Vítězslav Novák was born in Kamenice nad Lipou Bohemia. Novák was baptized as Viktor, but when he left for Prague to study composition with Antonín Dvořák, he changed his name to Vítězslav in order to connect more with the Czech identity.
Novák's earliest compositions were influenced by the ‘moderns’ of his youth. These were Grieg, Tchaikovsky and Dvořák, but also the German Romantics such as Brahms and in particular Schumann. These compositions are mainly piano works, with typical romantic names. In 1897, Novák was introduced to Janáček, who shared his interest in folk music, which led Novák to make serious work of studying Czech and Moravian folk music and he arranged many folk songs. This contact with folk music was reflected in Novák's compositions and it came to characterize his style. Later influences were the works of Debussy and Richard Strauss.

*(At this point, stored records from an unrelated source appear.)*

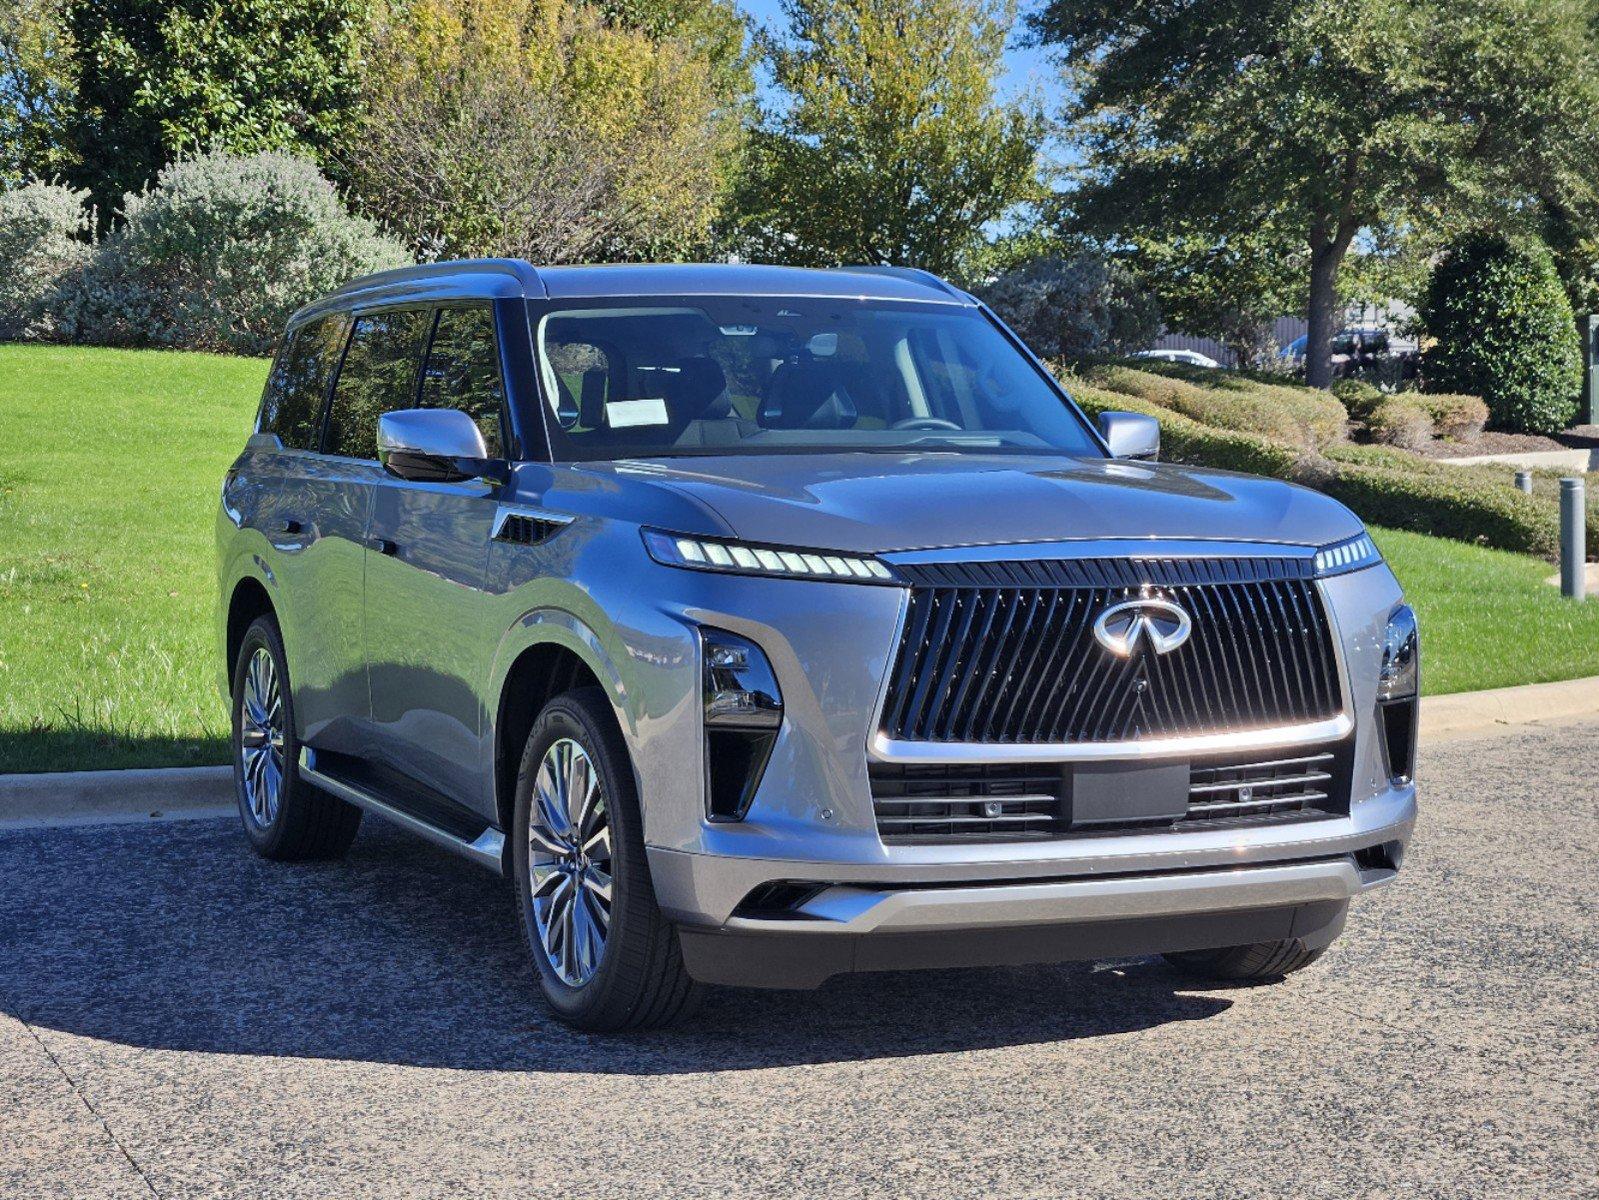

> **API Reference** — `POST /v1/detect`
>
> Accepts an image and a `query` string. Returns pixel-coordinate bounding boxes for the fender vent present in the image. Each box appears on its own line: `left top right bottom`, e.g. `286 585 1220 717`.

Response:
493 513 565 546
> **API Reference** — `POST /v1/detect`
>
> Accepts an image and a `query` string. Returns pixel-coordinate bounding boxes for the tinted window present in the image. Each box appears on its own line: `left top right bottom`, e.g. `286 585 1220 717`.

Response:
534 298 1102 461
324 309 431 460
419 306 505 457
259 315 346 450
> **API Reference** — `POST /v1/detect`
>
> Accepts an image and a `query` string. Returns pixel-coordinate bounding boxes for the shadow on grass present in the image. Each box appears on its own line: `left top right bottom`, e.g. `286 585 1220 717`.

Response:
0 818 1232 1074
0 729 229 774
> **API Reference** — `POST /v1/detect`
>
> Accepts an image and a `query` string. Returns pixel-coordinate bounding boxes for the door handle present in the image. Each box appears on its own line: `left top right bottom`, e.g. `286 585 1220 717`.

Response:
368 536 399 556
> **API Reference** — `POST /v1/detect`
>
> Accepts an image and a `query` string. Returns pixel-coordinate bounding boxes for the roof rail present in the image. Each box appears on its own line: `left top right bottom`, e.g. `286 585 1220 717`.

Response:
329 258 547 300
840 264 968 301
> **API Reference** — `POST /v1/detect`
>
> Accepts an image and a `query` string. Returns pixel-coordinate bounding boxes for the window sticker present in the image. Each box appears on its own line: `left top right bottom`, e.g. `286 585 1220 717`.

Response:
606 398 670 428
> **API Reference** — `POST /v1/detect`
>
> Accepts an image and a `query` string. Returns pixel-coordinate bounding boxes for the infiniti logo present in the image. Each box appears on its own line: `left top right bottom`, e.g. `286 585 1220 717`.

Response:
1092 598 1193 658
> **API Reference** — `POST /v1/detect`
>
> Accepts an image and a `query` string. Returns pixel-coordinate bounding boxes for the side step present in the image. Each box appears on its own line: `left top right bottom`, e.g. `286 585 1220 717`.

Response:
299 748 506 875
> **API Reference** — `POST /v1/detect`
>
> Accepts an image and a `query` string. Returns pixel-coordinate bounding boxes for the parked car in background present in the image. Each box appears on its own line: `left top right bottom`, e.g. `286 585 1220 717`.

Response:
1132 348 1222 369
217 260 1418 1031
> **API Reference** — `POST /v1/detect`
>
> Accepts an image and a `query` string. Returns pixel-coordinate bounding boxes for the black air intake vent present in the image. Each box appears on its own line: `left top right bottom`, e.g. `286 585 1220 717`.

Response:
493 513 565 546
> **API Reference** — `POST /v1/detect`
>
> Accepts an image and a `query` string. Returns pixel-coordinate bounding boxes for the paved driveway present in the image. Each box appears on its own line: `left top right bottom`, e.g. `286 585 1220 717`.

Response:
3 720 1596 1199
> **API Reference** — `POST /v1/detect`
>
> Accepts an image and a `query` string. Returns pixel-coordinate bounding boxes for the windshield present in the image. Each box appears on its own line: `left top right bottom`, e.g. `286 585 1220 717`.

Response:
532 297 1103 460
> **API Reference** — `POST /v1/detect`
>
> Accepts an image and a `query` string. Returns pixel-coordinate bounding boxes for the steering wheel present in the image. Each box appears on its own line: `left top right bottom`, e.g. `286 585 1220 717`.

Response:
891 417 963 432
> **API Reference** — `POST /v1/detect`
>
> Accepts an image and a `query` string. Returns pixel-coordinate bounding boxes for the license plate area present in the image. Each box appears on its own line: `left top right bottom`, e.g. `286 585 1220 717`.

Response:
1067 760 1190 827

Pan is a tone poem for piano in five movements. After the Prolog (prologue) the music transforms into spirited representations of three different natural scenery, mountains, sea and forest. The last movement pays tribute to ‘the woman’ and womanhood. The music is highly evocative, scenic, visual and atmospheric, while the piano writing is of the highest order, in Lisztian fashion.
Dutch pianist Tobias Borsboom is a versatile musician, who, apart from his solo and concerto appearances, also likes to collaborate with other theater and art forms.